A 30th Anniversary Edition of the album was released on September 11, 2020, and includes two bonus tracks: a new remix of "Fancy" by Dave Audé and a live version of "Fancy" recorded at the Ryman Auditorium in 2020. The remix version was not included on the LP vinyl release of the 30th Anniversary Edition.
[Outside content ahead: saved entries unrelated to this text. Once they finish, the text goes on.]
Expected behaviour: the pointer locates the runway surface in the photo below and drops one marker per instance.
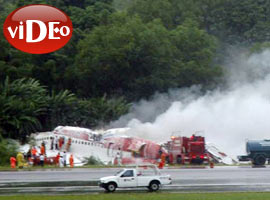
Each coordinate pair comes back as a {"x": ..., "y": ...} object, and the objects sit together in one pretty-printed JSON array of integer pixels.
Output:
[{"x": 218, "y": 179}]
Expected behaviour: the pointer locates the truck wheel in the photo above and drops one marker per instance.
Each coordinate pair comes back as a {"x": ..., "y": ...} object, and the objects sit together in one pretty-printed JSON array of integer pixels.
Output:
[
  {"x": 110, "y": 187},
  {"x": 260, "y": 160},
  {"x": 154, "y": 186}
]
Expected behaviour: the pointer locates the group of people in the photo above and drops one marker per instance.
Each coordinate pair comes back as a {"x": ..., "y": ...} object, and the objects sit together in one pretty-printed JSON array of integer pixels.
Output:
[
  {"x": 58, "y": 143},
  {"x": 61, "y": 160},
  {"x": 37, "y": 157}
]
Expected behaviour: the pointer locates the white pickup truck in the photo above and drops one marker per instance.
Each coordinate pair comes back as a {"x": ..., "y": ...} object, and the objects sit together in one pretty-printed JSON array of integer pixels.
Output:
[{"x": 141, "y": 176}]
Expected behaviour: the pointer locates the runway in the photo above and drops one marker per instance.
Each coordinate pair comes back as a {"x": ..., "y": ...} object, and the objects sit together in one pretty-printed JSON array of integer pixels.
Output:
[{"x": 219, "y": 179}]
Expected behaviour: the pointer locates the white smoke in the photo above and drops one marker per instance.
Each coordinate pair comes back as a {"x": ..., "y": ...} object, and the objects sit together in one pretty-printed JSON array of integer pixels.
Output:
[{"x": 227, "y": 117}]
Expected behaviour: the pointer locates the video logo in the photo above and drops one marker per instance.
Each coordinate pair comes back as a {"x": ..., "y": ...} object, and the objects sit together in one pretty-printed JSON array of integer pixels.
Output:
[{"x": 38, "y": 29}]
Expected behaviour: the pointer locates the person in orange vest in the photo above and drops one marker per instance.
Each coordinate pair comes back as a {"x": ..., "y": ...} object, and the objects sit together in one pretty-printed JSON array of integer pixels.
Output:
[
  {"x": 42, "y": 150},
  {"x": 57, "y": 158},
  {"x": 20, "y": 160},
  {"x": 34, "y": 152},
  {"x": 12, "y": 162},
  {"x": 71, "y": 161},
  {"x": 68, "y": 144},
  {"x": 60, "y": 142},
  {"x": 162, "y": 161},
  {"x": 34, "y": 155}
]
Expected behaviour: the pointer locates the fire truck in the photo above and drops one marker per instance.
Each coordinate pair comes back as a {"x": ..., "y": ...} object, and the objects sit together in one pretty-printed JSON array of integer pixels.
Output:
[{"x": 187, "y": 150}]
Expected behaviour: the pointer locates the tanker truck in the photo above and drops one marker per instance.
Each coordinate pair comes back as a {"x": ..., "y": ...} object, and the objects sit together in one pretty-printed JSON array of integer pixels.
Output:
[{"x": 258, "y": 152}]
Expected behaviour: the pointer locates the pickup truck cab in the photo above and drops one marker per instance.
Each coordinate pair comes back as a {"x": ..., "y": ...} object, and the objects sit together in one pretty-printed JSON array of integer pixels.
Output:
[{"x": 141, "y": 176}]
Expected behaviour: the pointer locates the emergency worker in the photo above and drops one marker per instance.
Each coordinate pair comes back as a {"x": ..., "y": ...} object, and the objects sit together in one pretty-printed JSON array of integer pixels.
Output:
[
  {"x": 42, "y": 150},
  {"x": 71, "y": 161},
  {"x": 12, "y": 162},
  {"x": 20, "y": 160},
  {"x": 57, "y": 158},
  {"x": 68, "y": 144}
]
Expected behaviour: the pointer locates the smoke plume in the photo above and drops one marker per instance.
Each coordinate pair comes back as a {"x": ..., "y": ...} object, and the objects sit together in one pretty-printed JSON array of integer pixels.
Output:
[{"x": 226, "y": 117}]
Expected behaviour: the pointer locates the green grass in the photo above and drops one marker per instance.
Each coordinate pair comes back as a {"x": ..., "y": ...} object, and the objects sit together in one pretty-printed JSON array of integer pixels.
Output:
[{"x": 147, "y": 196}]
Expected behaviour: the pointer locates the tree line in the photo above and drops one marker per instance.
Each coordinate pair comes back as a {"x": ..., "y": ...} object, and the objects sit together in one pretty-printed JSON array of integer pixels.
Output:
[{"x": 121, "y": 51}]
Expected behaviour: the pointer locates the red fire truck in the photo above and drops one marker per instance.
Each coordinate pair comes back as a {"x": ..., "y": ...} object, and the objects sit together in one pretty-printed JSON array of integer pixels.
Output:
[{"x": 187, "y": 150}]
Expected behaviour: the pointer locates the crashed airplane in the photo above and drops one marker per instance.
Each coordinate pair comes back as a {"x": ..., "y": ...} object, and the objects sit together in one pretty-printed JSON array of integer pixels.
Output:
[{"x": 108, "y": 147}]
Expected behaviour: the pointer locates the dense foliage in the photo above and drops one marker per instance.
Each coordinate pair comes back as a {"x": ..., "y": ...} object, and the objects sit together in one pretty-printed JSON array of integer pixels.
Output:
[{"x": 121, "y": 51}]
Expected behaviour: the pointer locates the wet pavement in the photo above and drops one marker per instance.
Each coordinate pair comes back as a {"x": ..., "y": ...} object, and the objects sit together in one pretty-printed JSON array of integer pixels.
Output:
[{"x": 84, "y": 180}]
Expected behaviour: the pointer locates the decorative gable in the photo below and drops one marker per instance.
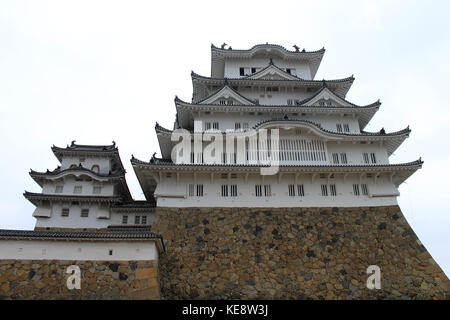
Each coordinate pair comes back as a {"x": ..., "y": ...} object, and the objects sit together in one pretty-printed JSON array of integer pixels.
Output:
[
  {"x": 327, "y": 98},
  {"x": 272, "y": 73},
  {"x": 227, "y": 96}
]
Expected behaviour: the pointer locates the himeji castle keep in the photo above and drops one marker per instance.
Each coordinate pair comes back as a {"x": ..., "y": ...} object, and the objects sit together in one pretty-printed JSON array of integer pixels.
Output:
[{"x": 267, "y": 185}]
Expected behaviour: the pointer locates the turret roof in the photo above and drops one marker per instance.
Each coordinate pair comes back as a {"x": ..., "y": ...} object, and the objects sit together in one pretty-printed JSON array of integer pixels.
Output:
[{"x": 339, "y": 86}]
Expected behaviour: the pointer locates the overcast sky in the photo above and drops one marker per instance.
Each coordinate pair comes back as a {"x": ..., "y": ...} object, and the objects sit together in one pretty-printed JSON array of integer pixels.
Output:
[{"x": 97, "y": 71}]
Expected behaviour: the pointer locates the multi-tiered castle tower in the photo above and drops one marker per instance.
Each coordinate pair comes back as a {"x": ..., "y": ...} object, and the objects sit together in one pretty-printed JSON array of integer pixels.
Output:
[
  {"x": 325, "y": 157},
  {"x": 88, "y": 191},
  {"x": 266, "y": 187}
]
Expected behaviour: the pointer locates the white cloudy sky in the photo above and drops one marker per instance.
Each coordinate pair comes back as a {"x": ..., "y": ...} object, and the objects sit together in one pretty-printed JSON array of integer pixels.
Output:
[{"x": 97, "y": 71}]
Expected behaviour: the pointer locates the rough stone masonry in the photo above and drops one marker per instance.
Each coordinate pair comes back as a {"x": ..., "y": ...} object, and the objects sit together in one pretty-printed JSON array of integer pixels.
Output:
[{"x": 293, "y": 253}]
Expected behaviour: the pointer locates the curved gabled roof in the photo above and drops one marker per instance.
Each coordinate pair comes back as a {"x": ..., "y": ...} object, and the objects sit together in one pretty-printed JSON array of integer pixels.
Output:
[
  {"x": 32, "y": 196},
  {"x": 231, "y": 90},
  {"x": 39, "y": 177},
  {"x": 265, "y": 46},
  {"x": 87, "y": 148},
  {"x": 272, "y": 66},
  {"x": 339, "y": 86},
  {"x": 393, "y": 139},
  {"x": 364, "y": 113},
  {"x": 218, "y": 55}
]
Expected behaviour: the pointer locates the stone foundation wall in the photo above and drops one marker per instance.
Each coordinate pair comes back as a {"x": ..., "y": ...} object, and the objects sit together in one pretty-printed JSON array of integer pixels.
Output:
[
  {"x": 293, "y": 253},
  {"x": 47, "y": 279}
]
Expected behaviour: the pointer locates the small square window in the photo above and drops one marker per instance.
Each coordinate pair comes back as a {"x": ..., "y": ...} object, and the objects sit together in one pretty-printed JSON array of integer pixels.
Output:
[
  {"x": 65, "y": 212},
  {"x": 84, "y": 213},
  {"x": 97, "y": 190}
]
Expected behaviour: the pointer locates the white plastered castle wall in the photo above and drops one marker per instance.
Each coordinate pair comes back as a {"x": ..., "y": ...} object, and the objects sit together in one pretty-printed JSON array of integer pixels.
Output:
[{"x": 171, "y": 193}]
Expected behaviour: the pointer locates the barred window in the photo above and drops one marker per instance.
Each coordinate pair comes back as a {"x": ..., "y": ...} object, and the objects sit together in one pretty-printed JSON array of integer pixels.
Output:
[
  {"x": 346, "y": 128},
  {"x": 291, "y": 190},
  {"x": 258, "y": 190},
  {"x": 324, "y": 189},
  {"x": 97, "y": 190},
  {"x": 224, "y": 190},
  {"x": 343, "y": 158},
  {"x": 356, "y": 189},
  {"x": 199, "y": 190},
  {"x": 267, "y": 190},
  {"x": 333, "y": 190},
  {"x": 335, "y": 158},
  {"x": 65, "y": 212},
  {"x": 191, "y": 190},
  {"x": 300, "y": 190},
  {"x": 366, "y": 157},
  {"x": 364, "y": 189},
  {"x": 233, "y": 190},
  {"x": 84, "y": 213}
]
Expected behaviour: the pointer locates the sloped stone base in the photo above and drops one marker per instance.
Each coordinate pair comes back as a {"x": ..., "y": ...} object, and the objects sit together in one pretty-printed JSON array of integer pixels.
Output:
[
  {"x": 47, "y": 279},
  {"x": 294, "y": 253}
]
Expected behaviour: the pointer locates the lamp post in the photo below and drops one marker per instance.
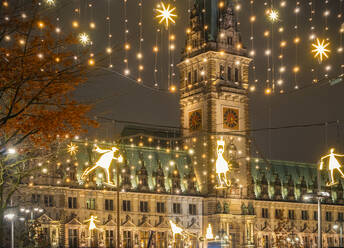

In 2026, the album was selected by the Library of Congress for preservation in the National Recording Registry for its "cultural, historical or aesthetic importance in the nation's recorded sound heritage."

== Personnel ==

Vocals

- Reba McEntire – lead vocals, backing vocals
- Bob Bailey – backing vocals
- Kim Fleming – backing vocals
- Vince Gill – backing vocals
- Vicki Hampton – backing vocals
- Yvonne Hodges – backing vocals
- Pamela Quillon – backing vocals
- Harry Stinson – backing vocals
- Paula Kaye Wallace – backing vocals
- Suzy Wills – backing vocals

Musicians

- John Barlow Jarvis – keyboards
- Matt Rollings – keyboards
- Kirk Cappello – synthesizers
- Steve Gibson – acoustic guitars, electric guitar, slide guitar, mandolin
- Dann Huff – electric guitar
- Steve Fishell – steel guitar
- Edgar Meyer – arco bass
- Michael Rhodes – bass guitar
- Larrie Londin – drums

Production
- Tony Brown – producer
- Reba McEntire – producer, make-up
- John Guess – recording, mixing, mastering
- Marty Williams – second engineer
- Milan Bogdan – digital editing
- Glenn Meadows – mastering
- Jessie Noble – project coordinator
- Mickey Braithwaite – art direction, design
- Jim "Señor" McGuire – photography
- Paul Elledge – back cover photography
- Linda DeMith – make-up
- Sheri McCoy – wardrobe
- Ann Payne-Rice – wardrobe

==Charts==

===Weekly charts===

| Chart (1990) | Peak position |
|---|---|
| US Billboard 200 | 39 |
| US Top Country Albums (Billboard) | 2 |

===Year-end charts===

| Chart (1990) | Position |
|---|---|
| US Top Country Albums (Billboard) | 65 |
| Chart (1991) | Position |
| US Billboard 200 | 63 |
| US Top Country Albums (Billboard) | 4 |

===Singles===

| Year | Song | Chart positions |  |
| US Country | CAN Country |
| 1990 | "You Lie" | 1 | 1 |
| "Rumor Has It" | 3 | 1 |
| 1991 | "Fancy" | 8 | 8 |
| "Fallin' Out of Love" | 2 | 1 |

==Certifications and sales==

| Region | Certification | Certified units/sales |
| United States (RIAA) | 3× Platinum | 3,000,000^{^} |
^{^} Shipments figures based on certification alone.